Abstract
This work focuses on developing forecasting models for the power output of multiple PV technologies installed at the outdoor test facility on the Pretoria campus of the Council for Scientific and Industrial Research. To forecast the power output of the different photovoltaic (PV) modules, eight machine learning algorithms are trained on historical time-series datasets. The machine learning models are Random Forest (RF), Extreme Gradient Boosting (XGB), Adaboost, Multilinear Perceptron (MLP), Convolutional Neural Networks (CNN), Long Short-
Term Memory (LSTM), Stacked Long Short-Term Memory (S-LSTM), Bidirectional Long Short-Term Memory (Bi-LSTM), and the hybrid Convolution Neural Network-Long Short-
Term Memory (CNN-LSTM). For training, validation, and testing, hourly averages of the measured dataset from January 2019 to November 2019 is used.
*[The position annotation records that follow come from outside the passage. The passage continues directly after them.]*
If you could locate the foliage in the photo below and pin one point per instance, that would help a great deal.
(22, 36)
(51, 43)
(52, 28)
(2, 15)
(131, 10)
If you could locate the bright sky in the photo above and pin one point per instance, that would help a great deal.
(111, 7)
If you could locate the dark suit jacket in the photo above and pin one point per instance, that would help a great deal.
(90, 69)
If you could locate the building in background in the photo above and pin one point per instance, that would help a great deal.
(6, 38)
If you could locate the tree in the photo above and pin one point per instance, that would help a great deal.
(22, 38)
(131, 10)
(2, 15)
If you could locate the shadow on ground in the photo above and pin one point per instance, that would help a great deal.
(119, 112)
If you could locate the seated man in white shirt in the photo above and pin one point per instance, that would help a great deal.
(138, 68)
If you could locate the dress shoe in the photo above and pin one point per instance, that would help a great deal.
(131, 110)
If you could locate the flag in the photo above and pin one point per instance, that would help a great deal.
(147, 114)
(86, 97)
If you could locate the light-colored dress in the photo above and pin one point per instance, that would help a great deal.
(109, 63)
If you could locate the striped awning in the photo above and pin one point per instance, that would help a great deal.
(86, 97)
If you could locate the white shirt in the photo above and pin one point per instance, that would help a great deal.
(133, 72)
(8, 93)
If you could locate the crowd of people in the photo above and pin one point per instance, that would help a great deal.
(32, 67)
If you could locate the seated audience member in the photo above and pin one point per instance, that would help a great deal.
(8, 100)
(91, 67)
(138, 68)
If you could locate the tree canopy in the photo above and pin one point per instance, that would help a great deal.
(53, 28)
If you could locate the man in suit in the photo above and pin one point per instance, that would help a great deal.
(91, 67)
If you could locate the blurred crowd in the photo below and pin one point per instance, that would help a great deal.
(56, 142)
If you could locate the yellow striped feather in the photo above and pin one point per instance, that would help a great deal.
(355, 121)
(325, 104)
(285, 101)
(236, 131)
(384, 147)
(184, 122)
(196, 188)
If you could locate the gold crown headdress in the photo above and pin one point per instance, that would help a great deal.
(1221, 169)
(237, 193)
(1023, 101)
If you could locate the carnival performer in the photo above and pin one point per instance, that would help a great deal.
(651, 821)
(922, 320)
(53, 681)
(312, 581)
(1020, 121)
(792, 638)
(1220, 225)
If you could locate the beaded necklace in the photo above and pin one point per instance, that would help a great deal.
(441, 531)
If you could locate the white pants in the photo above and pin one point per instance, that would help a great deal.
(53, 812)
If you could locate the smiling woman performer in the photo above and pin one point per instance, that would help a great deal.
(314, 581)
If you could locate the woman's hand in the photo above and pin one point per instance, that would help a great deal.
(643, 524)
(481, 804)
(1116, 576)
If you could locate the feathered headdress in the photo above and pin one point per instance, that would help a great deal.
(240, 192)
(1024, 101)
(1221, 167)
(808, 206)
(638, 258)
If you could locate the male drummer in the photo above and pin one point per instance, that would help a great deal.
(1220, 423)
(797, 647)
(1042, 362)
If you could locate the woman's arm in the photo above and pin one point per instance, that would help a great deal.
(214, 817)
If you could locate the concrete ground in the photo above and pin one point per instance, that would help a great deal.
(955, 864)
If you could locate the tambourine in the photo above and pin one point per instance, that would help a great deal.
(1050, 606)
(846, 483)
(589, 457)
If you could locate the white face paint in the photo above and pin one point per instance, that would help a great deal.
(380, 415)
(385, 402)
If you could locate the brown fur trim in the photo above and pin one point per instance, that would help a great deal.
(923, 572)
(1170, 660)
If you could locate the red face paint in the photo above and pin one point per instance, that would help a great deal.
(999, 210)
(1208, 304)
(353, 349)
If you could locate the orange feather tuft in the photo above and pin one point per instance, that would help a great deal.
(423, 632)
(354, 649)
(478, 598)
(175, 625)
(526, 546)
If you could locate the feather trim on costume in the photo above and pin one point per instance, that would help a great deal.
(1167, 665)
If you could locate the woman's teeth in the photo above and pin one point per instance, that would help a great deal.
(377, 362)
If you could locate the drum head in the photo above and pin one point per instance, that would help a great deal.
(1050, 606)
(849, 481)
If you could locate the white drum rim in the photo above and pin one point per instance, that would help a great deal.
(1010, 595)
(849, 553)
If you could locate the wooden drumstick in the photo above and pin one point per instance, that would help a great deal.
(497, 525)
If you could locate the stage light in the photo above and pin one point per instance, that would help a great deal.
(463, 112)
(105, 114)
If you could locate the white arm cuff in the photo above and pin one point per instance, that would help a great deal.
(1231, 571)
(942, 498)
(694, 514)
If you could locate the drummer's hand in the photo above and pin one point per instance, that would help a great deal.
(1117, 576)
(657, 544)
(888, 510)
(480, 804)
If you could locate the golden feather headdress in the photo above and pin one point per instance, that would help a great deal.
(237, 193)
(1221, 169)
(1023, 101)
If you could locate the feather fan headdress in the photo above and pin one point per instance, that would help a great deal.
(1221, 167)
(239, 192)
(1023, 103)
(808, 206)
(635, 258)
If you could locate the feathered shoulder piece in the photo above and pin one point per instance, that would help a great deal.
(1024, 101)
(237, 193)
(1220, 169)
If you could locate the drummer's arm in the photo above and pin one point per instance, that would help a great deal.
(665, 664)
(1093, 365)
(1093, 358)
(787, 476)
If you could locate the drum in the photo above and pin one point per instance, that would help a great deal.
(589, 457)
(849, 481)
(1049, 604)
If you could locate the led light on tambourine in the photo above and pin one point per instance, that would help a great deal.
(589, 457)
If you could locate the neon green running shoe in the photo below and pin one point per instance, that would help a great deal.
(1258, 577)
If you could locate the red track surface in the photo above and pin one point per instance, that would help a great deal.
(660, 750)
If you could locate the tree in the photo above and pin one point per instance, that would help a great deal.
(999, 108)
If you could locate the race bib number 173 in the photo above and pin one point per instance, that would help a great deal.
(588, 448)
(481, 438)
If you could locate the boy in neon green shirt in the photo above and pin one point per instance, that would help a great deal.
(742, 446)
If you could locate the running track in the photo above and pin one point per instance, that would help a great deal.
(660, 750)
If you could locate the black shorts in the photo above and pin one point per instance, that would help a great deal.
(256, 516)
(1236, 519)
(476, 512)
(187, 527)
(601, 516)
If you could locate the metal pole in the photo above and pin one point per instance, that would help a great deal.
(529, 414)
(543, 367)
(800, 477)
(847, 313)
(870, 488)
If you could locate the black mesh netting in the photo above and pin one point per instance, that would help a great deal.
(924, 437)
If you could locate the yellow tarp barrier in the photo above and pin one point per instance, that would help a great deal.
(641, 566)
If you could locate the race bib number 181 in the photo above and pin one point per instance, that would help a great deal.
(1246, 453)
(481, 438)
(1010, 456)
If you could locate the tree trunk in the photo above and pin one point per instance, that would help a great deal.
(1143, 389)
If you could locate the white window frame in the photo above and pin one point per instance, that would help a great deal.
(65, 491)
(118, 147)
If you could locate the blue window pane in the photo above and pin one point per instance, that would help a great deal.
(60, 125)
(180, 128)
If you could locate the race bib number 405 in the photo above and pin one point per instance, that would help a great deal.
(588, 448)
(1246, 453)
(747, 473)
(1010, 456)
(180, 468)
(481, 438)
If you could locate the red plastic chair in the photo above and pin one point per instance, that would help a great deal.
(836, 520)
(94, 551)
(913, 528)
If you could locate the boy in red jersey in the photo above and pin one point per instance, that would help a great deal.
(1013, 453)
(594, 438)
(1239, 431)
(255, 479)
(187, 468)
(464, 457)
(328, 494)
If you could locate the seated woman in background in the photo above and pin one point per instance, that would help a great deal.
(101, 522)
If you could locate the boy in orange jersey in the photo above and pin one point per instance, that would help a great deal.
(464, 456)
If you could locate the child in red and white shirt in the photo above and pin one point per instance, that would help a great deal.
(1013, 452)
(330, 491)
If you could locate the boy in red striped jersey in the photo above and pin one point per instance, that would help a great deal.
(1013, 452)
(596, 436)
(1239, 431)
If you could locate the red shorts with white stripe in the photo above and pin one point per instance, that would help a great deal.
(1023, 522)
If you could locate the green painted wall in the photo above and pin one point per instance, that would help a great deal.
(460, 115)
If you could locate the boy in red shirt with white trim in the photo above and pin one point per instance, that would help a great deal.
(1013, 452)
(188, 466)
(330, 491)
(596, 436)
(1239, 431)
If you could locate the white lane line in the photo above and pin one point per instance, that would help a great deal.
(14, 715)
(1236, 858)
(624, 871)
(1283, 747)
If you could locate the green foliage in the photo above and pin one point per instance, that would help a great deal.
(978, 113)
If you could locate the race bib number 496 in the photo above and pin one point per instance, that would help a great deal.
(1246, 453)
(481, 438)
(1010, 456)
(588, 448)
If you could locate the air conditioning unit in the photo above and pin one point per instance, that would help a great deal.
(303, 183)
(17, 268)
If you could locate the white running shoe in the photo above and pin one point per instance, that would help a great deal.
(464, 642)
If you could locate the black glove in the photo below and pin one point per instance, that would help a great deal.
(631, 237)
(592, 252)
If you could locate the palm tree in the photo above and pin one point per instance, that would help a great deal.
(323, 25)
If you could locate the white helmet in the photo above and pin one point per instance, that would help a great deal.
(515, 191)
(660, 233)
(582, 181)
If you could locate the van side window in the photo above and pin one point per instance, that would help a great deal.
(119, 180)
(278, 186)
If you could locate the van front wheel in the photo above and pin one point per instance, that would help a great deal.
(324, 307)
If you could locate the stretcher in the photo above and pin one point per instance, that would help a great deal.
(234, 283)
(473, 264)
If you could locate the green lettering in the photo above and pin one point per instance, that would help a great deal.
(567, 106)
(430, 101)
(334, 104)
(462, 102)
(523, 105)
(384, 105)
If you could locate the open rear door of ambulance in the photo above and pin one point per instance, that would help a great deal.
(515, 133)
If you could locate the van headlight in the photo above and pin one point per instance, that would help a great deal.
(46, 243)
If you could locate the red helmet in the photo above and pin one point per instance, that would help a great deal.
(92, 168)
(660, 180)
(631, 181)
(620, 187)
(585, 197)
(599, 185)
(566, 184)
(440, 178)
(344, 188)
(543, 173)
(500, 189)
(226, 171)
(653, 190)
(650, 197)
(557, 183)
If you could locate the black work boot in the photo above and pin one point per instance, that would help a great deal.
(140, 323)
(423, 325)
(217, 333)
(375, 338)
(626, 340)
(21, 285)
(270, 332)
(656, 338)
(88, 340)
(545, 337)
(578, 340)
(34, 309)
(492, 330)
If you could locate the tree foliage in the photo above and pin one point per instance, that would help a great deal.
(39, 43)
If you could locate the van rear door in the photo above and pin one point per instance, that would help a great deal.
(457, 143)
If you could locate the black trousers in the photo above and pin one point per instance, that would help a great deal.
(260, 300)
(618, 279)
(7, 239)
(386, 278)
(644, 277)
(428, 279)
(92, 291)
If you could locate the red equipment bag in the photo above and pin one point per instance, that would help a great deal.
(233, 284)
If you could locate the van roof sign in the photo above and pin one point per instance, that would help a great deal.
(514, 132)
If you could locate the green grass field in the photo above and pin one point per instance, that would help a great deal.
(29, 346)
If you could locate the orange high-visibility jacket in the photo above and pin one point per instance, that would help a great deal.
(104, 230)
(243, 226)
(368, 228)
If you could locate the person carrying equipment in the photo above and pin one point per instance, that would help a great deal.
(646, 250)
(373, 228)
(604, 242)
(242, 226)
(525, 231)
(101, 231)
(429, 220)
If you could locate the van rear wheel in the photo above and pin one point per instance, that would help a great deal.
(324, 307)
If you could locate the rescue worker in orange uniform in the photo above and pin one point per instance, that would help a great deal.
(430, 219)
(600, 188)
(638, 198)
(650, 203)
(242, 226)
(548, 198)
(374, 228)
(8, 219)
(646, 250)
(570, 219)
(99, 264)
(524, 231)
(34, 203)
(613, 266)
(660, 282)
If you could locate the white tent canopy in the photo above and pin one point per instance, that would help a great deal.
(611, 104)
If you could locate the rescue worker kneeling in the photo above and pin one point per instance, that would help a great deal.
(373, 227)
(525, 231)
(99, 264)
Sub-hourly data from January 2020 to March 2020 is characterized into monthly records for clear, moderate, and cloudy skies for additional testing. In a pre-processing stage, outliers are located and eliminated from the data. To overcome the shortcomings of traditional methods in solving complex problems, the developed machine learning models are extensively trained on datasets. Different sky conditions and their effects on the prediction errors are studied and analysed. The interrelationship between meteorological and electrical input parameters is evaluated and discussed. The importance of features is determined among the inputs. To evaluate the model's prediction performance, the prediction values are compared with the actual power outputs of the system. The prediction accuracies are quantified using mean squared errors (MSE) and root mean square errors (RMSE). As measured by the RMSE values in the study, LSTM, Bi-LSTM, and RF outperform the other machine learning algorithms by a wide margin, achieving a minimum RMSE value of 6.9 W, 7.1 W, and 7.6 W, respectively, on the Nice module type. The RF algorithm, on the other hand, outperformed the other algorithms in this study with few exceptions in all PV models and all three sky conditions.